Nature has a way of producing music: from the soothing sounds of the wind on air to the gentle hush of the trees above, it can be an orchestra that only makes sense in the midst of chaos. Arguably, the best instruments come to be when they are taken from nature itself, and this instrument called hydraulophone is one great example of that.
A video that was originally shared three years ago has been making rounds on the internet lately, and it shows a musician, James Hancock, playing Hans Zimmer's "Interstellar" theme with a 12-jet hydraulophone at Stanford University's music building.
What is a hydraulophone?
You might be asking what that is: Well, hydraulophone is a "tonal acoustic musical instrument" which is played through physical contact with water. The sound is generated and manipulated hydraulically in this matter.
The sounds that you hear is produced by the hydraulic fluid that the player is touching.
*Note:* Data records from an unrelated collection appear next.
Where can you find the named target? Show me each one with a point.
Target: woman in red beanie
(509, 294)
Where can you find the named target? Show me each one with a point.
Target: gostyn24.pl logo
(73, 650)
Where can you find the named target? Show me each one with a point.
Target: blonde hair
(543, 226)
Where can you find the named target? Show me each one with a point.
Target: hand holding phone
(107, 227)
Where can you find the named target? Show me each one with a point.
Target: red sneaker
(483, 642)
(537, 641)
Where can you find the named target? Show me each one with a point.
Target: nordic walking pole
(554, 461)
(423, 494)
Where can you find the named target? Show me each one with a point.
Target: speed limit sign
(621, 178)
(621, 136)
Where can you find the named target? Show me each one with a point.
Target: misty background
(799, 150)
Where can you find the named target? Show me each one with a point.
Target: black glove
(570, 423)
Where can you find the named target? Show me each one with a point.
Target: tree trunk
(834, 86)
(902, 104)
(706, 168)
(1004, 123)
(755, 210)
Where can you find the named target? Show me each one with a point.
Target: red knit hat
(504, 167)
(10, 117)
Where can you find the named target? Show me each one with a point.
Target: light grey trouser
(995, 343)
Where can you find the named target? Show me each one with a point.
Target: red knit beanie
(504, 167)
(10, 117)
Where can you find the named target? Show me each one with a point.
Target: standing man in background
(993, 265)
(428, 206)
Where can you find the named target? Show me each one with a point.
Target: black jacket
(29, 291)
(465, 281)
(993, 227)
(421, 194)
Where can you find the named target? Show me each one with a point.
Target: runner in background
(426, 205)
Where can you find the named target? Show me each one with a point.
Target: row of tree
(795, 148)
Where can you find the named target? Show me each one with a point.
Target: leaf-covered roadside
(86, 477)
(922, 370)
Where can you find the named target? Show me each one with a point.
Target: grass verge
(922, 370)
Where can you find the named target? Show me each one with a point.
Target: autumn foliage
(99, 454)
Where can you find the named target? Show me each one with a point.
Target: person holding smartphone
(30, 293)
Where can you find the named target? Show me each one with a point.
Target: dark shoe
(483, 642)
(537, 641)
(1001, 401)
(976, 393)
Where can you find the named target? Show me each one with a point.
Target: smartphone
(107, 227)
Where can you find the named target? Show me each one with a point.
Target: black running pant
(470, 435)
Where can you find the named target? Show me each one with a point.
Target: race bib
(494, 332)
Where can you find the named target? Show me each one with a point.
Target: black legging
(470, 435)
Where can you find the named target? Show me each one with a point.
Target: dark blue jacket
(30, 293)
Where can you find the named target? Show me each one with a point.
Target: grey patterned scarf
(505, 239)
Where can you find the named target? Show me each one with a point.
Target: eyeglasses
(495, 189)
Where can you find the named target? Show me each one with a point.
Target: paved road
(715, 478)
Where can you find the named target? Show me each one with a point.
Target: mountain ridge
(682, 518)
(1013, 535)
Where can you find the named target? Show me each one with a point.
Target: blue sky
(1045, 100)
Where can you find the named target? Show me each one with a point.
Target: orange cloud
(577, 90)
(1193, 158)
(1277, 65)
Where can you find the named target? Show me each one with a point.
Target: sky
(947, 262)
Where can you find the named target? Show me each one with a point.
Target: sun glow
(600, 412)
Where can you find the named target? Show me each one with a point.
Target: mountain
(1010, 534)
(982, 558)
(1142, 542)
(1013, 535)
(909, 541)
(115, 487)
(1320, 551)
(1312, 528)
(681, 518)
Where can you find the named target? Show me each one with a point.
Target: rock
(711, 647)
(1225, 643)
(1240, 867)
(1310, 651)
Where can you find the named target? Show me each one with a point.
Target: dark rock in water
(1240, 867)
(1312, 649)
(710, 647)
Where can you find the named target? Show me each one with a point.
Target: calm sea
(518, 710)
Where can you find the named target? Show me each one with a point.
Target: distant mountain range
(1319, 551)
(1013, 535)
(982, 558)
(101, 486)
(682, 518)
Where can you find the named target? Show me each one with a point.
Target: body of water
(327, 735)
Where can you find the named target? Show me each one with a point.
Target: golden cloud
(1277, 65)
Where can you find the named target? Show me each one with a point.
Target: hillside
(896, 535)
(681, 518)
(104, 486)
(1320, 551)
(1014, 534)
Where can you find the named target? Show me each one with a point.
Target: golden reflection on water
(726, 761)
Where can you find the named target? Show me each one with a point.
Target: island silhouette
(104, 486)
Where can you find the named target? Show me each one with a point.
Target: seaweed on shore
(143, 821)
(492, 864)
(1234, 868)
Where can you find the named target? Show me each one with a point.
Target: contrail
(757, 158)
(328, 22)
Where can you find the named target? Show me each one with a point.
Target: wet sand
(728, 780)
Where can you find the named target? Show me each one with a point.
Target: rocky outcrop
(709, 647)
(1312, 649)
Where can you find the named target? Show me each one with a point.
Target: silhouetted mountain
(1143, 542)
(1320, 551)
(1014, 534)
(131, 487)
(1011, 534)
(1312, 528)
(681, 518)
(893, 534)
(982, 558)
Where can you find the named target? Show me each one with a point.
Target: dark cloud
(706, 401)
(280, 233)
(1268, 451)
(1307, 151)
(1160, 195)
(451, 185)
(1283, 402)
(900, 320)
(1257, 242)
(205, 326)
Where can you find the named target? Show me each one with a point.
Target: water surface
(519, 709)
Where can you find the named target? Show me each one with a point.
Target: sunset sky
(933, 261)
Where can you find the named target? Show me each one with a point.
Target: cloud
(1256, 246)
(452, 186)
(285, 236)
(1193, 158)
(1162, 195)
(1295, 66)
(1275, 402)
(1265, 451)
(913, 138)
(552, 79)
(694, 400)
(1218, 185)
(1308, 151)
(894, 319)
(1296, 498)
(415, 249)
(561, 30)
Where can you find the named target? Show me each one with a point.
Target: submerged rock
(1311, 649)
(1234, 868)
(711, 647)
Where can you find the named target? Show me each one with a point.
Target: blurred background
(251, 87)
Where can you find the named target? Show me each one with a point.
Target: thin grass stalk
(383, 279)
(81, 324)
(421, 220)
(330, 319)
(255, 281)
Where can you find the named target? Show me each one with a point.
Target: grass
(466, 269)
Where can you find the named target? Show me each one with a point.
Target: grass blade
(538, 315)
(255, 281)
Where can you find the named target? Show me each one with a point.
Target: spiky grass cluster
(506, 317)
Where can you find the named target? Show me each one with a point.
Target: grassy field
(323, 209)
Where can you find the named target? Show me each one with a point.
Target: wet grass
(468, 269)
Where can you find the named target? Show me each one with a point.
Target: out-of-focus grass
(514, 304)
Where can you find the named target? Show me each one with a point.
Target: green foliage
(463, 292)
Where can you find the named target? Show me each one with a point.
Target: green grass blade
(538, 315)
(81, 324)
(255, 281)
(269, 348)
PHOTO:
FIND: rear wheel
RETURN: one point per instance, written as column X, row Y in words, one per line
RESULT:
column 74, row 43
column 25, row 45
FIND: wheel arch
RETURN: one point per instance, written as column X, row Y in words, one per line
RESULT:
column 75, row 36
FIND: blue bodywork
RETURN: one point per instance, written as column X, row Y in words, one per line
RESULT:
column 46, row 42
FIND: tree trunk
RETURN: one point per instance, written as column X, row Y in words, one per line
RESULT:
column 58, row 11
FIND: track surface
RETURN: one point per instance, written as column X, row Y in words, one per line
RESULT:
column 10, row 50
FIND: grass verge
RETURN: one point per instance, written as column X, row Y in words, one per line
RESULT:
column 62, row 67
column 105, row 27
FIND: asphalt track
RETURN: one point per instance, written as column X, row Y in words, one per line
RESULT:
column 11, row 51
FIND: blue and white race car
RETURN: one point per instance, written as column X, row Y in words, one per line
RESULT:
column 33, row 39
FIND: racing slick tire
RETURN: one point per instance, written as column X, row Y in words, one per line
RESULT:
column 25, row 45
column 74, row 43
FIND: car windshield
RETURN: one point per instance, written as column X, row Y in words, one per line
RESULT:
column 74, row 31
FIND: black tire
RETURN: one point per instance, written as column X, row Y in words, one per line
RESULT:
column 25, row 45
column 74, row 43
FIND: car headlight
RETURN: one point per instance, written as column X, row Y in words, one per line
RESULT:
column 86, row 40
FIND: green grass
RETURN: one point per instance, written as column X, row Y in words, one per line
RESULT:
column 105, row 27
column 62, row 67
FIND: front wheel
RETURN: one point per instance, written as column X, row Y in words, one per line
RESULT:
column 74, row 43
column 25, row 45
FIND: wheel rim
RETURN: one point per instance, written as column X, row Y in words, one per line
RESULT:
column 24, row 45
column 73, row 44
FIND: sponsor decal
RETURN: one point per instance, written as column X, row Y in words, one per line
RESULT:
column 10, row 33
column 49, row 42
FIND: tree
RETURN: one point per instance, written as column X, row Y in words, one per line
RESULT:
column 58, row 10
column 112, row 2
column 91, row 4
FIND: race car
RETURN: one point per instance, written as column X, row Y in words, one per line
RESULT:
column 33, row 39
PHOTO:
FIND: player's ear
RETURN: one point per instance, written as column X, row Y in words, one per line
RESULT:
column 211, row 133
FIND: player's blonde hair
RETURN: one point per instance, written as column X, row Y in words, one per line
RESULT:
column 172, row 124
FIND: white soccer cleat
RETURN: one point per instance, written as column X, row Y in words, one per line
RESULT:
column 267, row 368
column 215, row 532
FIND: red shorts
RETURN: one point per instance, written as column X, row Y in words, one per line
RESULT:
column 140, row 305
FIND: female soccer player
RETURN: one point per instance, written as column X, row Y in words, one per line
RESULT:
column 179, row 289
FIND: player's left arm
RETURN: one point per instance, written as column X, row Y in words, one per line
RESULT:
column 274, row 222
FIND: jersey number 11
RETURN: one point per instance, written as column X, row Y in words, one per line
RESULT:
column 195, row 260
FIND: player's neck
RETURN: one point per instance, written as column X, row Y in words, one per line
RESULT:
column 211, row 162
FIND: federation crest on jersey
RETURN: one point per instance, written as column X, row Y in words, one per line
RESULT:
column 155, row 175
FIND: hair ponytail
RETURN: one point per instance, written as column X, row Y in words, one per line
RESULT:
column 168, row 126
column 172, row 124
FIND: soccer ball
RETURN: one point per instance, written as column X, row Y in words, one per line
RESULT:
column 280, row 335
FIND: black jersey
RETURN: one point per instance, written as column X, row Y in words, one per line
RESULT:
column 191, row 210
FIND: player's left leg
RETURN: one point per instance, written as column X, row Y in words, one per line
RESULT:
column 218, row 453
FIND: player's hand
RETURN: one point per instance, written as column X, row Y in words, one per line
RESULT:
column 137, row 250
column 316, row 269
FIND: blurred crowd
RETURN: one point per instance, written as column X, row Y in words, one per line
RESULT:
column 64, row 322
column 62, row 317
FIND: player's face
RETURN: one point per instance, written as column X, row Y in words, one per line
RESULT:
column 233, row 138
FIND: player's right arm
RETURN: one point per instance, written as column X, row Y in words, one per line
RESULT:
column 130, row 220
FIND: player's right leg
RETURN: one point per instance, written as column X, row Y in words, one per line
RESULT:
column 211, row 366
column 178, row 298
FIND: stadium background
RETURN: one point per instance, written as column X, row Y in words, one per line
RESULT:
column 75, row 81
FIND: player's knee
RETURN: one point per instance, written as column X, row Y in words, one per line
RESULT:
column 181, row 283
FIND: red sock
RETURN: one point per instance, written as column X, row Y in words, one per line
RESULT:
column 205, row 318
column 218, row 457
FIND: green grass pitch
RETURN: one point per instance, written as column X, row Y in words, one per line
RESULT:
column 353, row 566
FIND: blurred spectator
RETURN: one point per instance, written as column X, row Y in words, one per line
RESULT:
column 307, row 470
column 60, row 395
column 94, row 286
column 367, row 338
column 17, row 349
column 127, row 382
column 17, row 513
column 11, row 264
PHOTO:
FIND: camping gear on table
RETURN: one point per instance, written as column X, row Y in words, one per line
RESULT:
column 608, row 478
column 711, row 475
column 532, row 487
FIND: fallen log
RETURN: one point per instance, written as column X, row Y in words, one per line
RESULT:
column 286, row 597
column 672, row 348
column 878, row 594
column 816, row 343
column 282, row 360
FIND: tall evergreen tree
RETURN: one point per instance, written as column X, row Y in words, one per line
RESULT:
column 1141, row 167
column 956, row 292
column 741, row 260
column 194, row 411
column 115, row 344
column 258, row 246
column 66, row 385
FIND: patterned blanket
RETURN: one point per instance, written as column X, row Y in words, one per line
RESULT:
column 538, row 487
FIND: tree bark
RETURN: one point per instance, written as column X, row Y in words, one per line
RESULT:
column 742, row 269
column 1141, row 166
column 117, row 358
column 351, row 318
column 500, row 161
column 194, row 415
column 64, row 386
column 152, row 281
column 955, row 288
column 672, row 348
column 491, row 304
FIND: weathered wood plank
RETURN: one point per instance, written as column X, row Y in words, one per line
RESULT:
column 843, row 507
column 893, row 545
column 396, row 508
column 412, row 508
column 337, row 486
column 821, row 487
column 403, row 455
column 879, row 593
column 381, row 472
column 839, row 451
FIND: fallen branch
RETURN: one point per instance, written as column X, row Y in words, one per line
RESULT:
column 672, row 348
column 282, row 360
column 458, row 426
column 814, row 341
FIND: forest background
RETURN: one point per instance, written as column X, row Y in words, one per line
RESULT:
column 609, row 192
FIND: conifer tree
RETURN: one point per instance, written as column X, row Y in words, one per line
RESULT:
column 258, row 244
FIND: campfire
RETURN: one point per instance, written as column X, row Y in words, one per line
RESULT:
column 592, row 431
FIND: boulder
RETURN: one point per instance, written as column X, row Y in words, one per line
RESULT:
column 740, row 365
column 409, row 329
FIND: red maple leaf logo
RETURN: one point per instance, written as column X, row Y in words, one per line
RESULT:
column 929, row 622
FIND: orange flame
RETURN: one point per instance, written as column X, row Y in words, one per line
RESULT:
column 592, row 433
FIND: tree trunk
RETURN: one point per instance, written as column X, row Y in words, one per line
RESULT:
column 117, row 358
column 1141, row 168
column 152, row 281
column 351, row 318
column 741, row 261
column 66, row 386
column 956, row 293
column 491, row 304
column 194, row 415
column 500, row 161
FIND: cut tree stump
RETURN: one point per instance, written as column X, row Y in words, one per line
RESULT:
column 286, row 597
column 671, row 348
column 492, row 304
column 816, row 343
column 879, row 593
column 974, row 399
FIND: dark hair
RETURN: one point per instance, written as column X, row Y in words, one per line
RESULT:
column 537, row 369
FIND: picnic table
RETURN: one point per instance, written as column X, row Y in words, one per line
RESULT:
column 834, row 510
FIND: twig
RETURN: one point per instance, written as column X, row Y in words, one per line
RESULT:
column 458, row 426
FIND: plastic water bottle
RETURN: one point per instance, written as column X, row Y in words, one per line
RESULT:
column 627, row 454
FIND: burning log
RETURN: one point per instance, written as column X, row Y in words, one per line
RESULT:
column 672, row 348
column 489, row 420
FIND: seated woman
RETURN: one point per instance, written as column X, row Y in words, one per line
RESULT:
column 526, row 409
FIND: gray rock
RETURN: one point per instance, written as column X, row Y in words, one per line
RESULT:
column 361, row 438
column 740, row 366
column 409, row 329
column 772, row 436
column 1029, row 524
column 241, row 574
This particular one that you'll see in this video is built with 12 water jets, which correspond to each of the instrument's notes.
Steve Mann, who is an engineering professor at the University of Toronto, is the man (pun intended) behind the invention, which was first described and named by him in 2005, and patented in 2011.
Fun fact: Apart from providing an amazing and unique sound, hydraulophone has also been used as a sensory exploration device for those with low-vision.
It is simply a pleasure to listen while imagining yourself at a water-themed level in an 8bit game -- you can experience it for yourself down below:
If you're getting excited about owning one yourself, you might want to hold onto your wallet before you make any rash decisions. Apparently, the current confirmed price point for one is $10,000; however, that can go up to at least $13.4 million if we are talking about the first flagship innards product in the waterpark market.